ECLI:NL:TADRARL:2017:10 Raad van Discipline Arnhem-Leeuwarden 16-604

ECLI: ECLI:NL:TADRARL:2017:10
Datum uitspraak: 09-01-2017
Datum publicatie: 22-02-2017
Zaaknummer(s): 16-604
Onderwerp:
  • Zorg voor de cliënt, subonderwerp: Beleidsvrijheid
  • Zorg voor de cliënt, subonderwerp: Vereiste communicatie met de cliënt
Beslissingen:
Inhoudsindicatie: Klacht over optreden eigen advocaat, de advocaat zou de cliënt onvoldoende vooraf hebben geïnformeerd over de gang van zaken in  de echtscheidingsprocedure en vragen niet hebben beantwoord.

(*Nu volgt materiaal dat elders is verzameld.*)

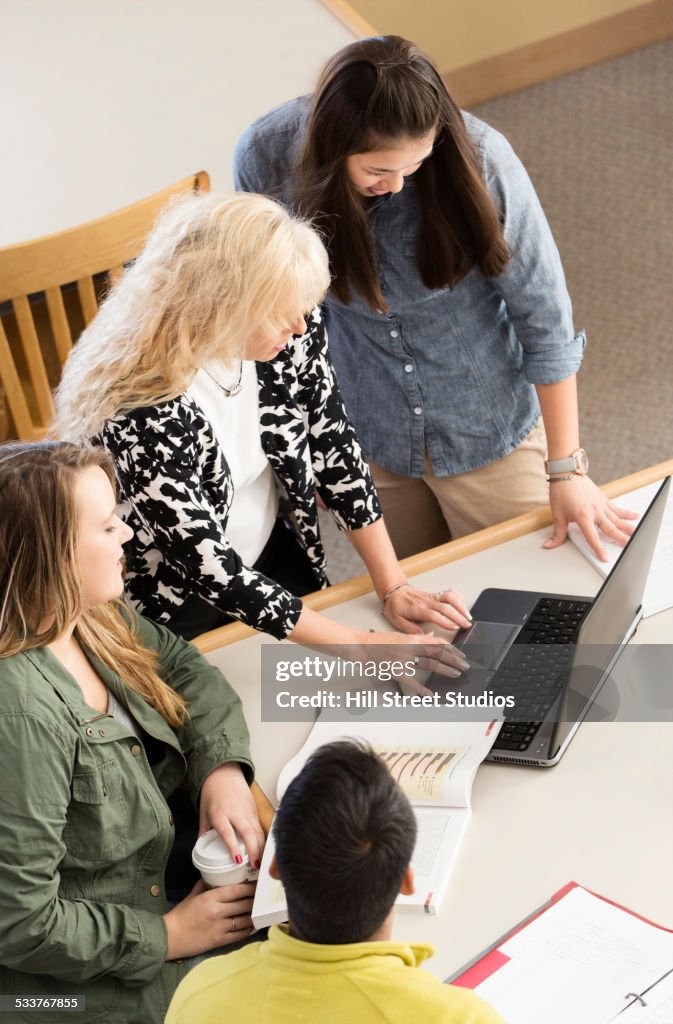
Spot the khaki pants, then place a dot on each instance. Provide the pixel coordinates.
(421, 512)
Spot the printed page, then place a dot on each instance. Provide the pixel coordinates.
(269, 905)
(578, 961)
(434, 762)
(440, 833)
(659, 592)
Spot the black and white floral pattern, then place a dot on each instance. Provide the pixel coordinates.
(177, 488)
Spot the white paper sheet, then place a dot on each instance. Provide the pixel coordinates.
(577, 962)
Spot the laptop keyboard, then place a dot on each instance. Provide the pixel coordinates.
(535, 673)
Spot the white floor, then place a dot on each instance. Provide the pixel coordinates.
(106, 102)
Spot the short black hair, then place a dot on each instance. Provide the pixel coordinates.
(344, 836)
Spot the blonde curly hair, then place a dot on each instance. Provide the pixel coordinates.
(214, 270)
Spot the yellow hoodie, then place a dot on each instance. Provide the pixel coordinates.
(287, 981)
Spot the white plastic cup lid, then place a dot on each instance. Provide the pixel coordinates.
(212, 853)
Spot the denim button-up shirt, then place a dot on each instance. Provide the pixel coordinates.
(450, 371)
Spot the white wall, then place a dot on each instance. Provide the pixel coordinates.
(104, 101)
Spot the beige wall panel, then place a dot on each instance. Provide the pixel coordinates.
(462, 32)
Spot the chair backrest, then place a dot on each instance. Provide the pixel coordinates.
(49, 291)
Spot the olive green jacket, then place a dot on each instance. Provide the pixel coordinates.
(85, 830)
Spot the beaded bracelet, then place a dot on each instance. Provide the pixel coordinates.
(389, 593)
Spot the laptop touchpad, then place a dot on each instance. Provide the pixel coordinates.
(486, 644)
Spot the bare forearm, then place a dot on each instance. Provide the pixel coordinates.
(318, 631)
(375, 548)
(558, 403)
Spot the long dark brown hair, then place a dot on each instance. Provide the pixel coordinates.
(371, 94)
(39, 569)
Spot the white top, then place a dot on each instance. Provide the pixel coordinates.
(235, 420)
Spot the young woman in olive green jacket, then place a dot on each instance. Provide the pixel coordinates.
(102, 716)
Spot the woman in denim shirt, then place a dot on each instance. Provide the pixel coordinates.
(450, 323)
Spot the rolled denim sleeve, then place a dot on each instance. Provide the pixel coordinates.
(533, 285)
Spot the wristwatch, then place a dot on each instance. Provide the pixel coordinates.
(577, 462)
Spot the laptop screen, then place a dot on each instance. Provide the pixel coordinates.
(611, 619)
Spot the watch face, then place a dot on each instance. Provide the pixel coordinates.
(582, 461)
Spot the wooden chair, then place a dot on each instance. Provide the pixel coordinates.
(49, 291)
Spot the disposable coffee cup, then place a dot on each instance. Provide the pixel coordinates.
(211, 856)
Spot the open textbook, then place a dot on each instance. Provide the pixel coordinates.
(659, 592)
(434, 763)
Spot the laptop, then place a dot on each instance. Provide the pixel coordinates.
(551, 653)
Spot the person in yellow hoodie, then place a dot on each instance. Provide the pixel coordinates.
(344, 837)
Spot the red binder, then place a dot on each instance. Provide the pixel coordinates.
(492, 958)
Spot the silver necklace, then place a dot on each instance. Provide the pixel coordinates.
(233, 389)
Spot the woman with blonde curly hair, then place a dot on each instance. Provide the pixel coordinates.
(210, 383)
(103, 715)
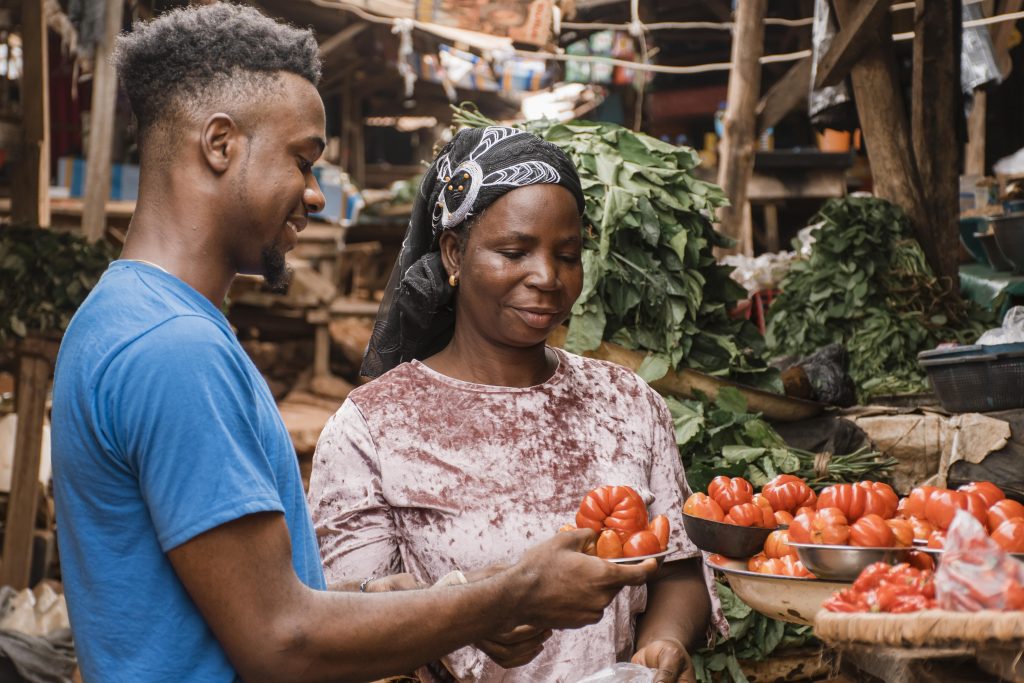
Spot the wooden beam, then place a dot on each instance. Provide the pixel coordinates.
(333, 45)
(35, 358)
(884, 122)
(787, 93)
(31, 182)
(937, 129)
(736, 153)
(858, 31)
(104, 95)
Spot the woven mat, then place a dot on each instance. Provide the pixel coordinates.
(932, 628)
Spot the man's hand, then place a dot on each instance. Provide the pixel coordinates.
(670, 658)
(515, 648)
(565, 589)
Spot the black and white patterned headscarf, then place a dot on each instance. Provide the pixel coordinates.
(478, 166)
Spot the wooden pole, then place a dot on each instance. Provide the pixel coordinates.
(884, 123)
(736, 153)
(30, 196)
(104, 94)
(936, 113)
(35, 358)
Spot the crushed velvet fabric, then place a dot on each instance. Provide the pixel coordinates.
(424, 473)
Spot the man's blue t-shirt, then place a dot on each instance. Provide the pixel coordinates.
(163, 429)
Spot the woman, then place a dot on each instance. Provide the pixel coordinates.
(477, 439)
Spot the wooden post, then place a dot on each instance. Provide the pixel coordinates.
(35, 358)
(736, 153)
(884, 122)
(31, 190)
(936, 111)
(104, 94)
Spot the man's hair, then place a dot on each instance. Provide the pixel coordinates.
(189, 57)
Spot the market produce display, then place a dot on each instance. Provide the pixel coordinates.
(867, 286)
(619, 515)
(717, 437)
(650, 278)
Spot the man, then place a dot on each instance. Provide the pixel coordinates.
(187, 550)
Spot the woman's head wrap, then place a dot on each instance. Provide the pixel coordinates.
(478, 166)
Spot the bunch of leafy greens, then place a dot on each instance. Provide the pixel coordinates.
(44, 278)
(650, 279)
(721, 437)
(752, 636)
(867, 286)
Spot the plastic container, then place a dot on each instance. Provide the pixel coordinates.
(977, 379)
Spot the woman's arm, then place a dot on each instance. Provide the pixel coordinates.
(677, 614)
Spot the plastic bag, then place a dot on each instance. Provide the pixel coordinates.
(622, 673)
(975, 573)
(1012, 331)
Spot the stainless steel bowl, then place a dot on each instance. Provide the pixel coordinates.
(845, 562)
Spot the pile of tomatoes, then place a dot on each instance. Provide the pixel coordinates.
(619, 515)
(931, 510)
(886, 588)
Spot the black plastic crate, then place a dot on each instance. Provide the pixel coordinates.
(977, 379)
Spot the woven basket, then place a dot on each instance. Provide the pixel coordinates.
(933, 628)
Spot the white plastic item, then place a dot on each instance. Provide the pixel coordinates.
(1012, 331)
(8, 429)
(622, 673)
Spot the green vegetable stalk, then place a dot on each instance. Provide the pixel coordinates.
(650, 278)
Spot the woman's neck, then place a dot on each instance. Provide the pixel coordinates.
(474, 359)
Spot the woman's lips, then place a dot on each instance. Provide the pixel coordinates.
(540, 318)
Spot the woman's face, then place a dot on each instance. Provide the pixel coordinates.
(520, 271)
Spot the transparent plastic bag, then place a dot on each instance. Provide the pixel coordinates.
(622, 673)
(975, 573)
(1012, 331)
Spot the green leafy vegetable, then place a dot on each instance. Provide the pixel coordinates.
(44, 278)
(867, 286)
(650, 279)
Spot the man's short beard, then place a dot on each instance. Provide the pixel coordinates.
(276, 274)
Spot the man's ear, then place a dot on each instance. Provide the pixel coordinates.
(451, 254)
(220, 141)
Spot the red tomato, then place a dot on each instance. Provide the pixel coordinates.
(754, 564)
(767, 512)
(942, 507)
(777, 545)
(640, 544)
(922, 528)
(659, 527)
(913, 505)
(921, 560)
(617, 508)
(608, 545)
(826, 526)
(730, 492)
(988, 492)
(788, 493)
(871, 531)
(857, 500)
(902, 531)
(1010, 536)
(1004, 510)
(748, 514)
(700, 505)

Verder zou de advocaat onprofessioneel hebben gehandeld door te dreigen zich terug te trekken. De raad heeft geoordeeld dat de advocaat de cliënt steeds voldoende heeft geïnformeerd over de procedure en ook vragen van de cliënt voldoende heeft beantwoord. Toen bleek dat de noodzakelijke vertrouwensband tussen de advocaat en de cliënt ontbrak, mocht de advocaat zich terugtrekken. Klacht ongegrond.

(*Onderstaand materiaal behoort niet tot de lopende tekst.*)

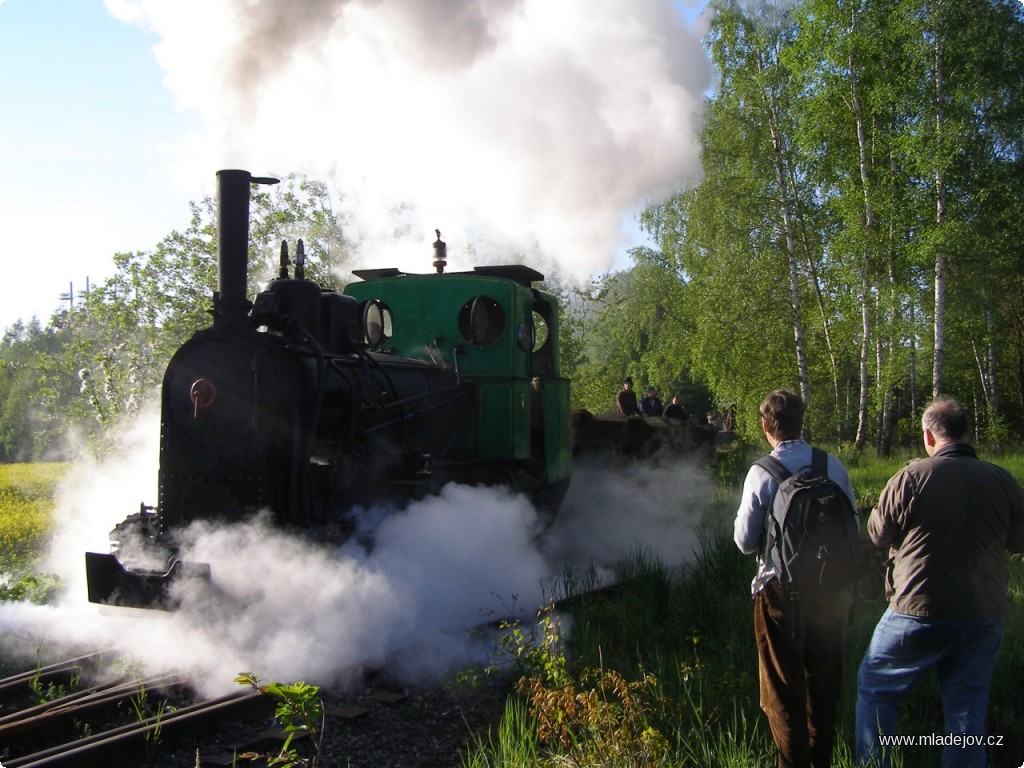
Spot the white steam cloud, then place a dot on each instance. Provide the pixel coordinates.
(532, 124)
(288, 608)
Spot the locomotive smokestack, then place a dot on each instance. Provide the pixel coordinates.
(230, 304)
(440, 253)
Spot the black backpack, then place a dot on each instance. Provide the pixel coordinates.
(811, 532)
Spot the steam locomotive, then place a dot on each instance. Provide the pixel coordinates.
(311, 403)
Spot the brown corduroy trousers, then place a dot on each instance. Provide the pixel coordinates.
(801, 675)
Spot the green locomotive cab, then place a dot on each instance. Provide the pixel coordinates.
(500, 335)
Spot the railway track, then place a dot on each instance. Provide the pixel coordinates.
(122, 721)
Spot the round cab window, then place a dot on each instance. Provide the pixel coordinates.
(481, 321)
(376, 323)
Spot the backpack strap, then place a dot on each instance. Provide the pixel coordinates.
(819, 462)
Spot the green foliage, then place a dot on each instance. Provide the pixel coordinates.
(26, 510)
(300, 712)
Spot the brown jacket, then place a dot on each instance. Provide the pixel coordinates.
(947, 520)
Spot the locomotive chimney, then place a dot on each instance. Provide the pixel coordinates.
(229, 303)
(440, 253)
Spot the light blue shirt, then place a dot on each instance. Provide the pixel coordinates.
(759, 491)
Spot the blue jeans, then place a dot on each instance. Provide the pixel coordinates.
(903, 648)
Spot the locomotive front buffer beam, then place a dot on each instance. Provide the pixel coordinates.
(111, 583)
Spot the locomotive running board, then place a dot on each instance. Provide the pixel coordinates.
(110, 583)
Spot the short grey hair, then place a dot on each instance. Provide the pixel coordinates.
(946, 419)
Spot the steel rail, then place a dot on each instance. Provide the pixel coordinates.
(100, 747)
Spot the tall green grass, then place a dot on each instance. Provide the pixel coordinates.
(26, 522)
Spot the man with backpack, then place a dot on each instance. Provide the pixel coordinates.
(947, 521)
(797, 513)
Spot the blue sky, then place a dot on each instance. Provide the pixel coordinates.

Beslissing van de raad van discipline in het ressort Arnhem-Leeuwarden

van 9 januari 2017

in de zaak 16-604

naar aanleiding van de klacht van:

klaagster

tegen

verweerster

1    VERLOOP VAN DE PROCEDURE

1.1    Bij brief van 2 december 2015 heeft klaagster bij de deken van de orde van advocaten in het arrondissement Midden-Nederland (hierna: de deken) een klacht ingediend over verweerster.

1.2    Bij brief aan de raad van 24 juni 2016 met kenmerk 15-0378/AF/sd, door de raad ontvangen op 27 juni 2016, heeft de deken de klacht ter kennis van de raad gebracht.

1.3    De klacht is behandeld ter zitting van de raad van 7 november 2016 in aanwezigheid van verweerster. Klaagster heeft per e-mail van 28 oktober 2016 laten weten dat zij ter zitting niet aanwezig zal zijn. Van de behandeling is proces-verbaal opgemaakt.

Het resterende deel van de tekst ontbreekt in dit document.